Distributed Tracing
With distributed tracing, you can track software performance and measure throughput & latency, while seeing the impact of errors across multiple systems.
Distributed tracing provides a connected view of your application from frontend to backend. It helps track software performance, measure metrics like throughput and latency, and display the impact of errors across multiple systems. This makes Sentry a more complete performance monitoring solution, aiding in diagnosing problems and measuring your application's overall health.
Tracing in Sentry provides insights such as:
- What occurred for a specific error event or issue
- The conditions causing bottlenecks or latency issues
- The endpoints or operations consuming the most time
A tracing tool focuses on what happened (and when), logging events during a program's execution across multiple systems. Traces often include timestamps, allowing durations to be calculated, but their purpose is broader, showing how interconnected systems interact and how problems in one can affect another. While tracing can be useful if instrumented in just the frontend or backend, it's most powerful when set up for your full stack (distributed tracing).
It's important to note that tracing is not profiling. A profiler measures various aspects of an application's operation, resulting in a statistical summary. While both diagnose application problems, they differ in what they measure and how data is recorded.

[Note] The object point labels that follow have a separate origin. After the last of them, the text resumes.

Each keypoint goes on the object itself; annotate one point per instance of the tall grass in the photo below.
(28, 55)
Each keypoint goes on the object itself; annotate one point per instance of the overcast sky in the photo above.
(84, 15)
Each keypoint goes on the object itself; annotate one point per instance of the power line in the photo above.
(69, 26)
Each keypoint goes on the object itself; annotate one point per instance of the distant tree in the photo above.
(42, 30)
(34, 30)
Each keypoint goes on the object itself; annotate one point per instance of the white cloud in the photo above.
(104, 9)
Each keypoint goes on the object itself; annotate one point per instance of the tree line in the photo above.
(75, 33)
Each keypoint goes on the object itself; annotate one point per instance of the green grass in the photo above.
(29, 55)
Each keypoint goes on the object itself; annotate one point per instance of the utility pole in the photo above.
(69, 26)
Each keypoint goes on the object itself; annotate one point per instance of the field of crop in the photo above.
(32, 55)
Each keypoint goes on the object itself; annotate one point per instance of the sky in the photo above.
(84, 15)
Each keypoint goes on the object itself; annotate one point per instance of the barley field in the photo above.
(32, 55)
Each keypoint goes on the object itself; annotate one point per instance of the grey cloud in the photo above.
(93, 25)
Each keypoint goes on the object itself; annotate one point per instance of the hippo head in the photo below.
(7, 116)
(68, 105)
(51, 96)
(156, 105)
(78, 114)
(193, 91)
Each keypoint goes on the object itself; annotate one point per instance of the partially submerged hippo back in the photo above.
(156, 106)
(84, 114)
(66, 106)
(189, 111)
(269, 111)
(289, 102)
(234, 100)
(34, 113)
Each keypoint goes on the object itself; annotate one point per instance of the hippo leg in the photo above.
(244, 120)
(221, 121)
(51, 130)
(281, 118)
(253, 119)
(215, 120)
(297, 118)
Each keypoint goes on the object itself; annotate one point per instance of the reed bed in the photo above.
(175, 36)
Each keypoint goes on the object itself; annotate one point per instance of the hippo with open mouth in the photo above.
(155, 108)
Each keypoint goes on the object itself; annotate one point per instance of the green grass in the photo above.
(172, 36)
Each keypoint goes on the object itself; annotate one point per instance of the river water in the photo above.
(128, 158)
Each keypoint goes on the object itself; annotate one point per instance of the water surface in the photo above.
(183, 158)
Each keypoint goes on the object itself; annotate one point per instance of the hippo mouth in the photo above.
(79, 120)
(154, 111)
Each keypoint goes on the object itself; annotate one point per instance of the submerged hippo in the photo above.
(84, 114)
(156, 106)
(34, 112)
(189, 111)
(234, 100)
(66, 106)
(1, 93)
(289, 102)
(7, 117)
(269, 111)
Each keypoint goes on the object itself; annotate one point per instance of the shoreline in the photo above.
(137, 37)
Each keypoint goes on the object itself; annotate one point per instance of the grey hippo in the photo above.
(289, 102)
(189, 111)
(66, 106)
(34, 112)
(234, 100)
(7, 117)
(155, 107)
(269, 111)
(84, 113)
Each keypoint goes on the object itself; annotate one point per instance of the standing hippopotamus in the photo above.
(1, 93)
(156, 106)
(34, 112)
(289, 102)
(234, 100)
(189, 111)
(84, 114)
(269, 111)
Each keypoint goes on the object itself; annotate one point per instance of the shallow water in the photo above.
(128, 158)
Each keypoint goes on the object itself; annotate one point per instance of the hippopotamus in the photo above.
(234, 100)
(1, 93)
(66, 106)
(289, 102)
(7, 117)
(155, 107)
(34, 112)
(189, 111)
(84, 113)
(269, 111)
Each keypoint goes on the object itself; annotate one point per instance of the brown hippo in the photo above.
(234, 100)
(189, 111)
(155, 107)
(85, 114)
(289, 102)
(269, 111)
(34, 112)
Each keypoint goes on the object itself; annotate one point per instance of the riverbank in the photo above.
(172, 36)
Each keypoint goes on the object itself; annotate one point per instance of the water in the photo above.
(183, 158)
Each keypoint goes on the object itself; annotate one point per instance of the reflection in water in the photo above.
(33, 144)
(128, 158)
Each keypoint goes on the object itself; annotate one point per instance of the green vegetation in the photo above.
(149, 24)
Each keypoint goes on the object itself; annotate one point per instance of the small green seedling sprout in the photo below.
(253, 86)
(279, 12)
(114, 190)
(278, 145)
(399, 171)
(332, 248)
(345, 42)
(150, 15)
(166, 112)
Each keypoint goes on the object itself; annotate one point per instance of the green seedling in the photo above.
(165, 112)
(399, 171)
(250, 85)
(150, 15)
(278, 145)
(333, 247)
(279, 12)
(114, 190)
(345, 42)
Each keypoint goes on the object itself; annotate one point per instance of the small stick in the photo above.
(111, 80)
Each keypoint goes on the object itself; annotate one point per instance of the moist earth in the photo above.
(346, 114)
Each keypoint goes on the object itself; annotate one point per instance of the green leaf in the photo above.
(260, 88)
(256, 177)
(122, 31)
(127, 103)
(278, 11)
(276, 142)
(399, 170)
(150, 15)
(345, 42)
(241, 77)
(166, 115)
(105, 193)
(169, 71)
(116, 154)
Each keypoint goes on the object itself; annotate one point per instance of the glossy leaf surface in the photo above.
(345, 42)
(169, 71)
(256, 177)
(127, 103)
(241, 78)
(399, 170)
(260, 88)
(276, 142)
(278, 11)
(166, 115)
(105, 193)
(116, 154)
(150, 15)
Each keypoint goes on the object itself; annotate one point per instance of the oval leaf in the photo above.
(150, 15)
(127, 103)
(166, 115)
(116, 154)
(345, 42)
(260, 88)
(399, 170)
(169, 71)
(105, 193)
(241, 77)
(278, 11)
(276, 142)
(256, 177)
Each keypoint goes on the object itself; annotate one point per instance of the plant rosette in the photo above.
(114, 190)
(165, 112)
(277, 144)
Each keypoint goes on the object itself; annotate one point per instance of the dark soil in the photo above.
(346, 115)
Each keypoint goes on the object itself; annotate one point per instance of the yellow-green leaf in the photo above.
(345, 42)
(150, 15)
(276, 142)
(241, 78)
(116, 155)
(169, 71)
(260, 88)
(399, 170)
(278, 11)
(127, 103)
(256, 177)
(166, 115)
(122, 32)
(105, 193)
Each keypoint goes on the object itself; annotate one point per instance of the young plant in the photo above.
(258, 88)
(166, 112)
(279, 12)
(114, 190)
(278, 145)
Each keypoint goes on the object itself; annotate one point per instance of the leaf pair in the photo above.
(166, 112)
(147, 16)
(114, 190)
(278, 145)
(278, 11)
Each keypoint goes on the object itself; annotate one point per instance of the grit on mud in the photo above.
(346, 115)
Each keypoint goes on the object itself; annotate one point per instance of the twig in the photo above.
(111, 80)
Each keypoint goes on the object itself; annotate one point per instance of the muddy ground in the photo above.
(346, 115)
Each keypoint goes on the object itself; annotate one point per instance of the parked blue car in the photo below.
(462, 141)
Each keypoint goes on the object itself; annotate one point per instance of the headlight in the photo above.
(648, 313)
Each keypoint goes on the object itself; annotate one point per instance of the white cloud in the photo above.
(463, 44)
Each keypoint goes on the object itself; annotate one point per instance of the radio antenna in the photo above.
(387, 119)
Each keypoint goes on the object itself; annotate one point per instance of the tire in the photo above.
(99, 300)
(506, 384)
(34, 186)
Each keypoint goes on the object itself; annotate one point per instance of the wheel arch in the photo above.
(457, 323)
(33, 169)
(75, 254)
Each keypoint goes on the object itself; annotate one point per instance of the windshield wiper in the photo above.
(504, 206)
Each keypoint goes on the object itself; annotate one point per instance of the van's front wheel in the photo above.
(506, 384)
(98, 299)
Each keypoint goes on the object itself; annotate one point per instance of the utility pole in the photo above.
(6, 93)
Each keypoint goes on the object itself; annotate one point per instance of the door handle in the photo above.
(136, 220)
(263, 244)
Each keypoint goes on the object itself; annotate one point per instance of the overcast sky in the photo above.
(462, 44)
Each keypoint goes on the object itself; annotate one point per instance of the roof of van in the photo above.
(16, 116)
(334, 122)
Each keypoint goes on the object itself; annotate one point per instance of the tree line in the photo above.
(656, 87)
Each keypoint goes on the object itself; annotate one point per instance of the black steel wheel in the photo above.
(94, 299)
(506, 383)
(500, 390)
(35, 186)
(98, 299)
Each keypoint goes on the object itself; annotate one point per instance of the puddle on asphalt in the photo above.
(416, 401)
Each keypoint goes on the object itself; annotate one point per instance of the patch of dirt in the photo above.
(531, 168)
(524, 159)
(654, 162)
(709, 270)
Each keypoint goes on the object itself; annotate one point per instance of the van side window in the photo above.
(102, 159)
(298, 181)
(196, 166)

Learn more in this Tracing: Frontend issues with backend solutions workshop.
Applications consist of interconnected components or services. For example, a modern web application may include:
- Frontend (Single-Page Application)
- Backend (REST API)
- Task Queue
- Database Server
- Cron Job Scheduler
Each component can be instrumented individually using a Sentry SDK to capture error data or crash reports, but this doesn't provide the full picture. Distributed tracing ties all the data together.
Distributed tracing allows you to follow a request from the frontend to the backend and back, pulling in data from any background tasks or notification jobs that request creates. This helps correlate Sentry error reports and gain insights into which services may negatively impact your application's performance.
A trace represents the record of the entire operation you want to measure or track, like page load or a user action. When a trace includes work in multiple services, it's called a distributed trace.
Each trace consists of one or more tree-like structures called transactions, with nodes called spans. Each transaction represents a single instance of a service being called, and each span represents a single unit of work. Here's an example trace, broken down into transactions and spans:
Top-level spans can be broken down into smaller spans, mirroring the way one function may call others. Every span may be the parent span to multiple child spans. One span in every transaction represents the transaction itself, with all other spans descending from that root span. Here's a zoomed-in view of one of the transactions from the diagram above:
Suppose your web application is slow to load. A lot has to happen for your app to get to a usable state: multiple requests to your backend, calls to your database or external APIs, and browser processing. Which part is slowing things down?
In this simplified example, when a user loads the app in their browser, the following happens:
- Browser
- 1 request each for HTML, CSS, and JavaScript
- 1 rendering task, which sets off 2 requests for JSON data
- Backend
- 3 requests to serve static files (HTML, CSS, JS)
- 2 requests for JSON data - 1 requiring a database call, 1 requiring an external API call and processing
- Database Server
- 1 request requiring 2 queries (authentication and data retrieval)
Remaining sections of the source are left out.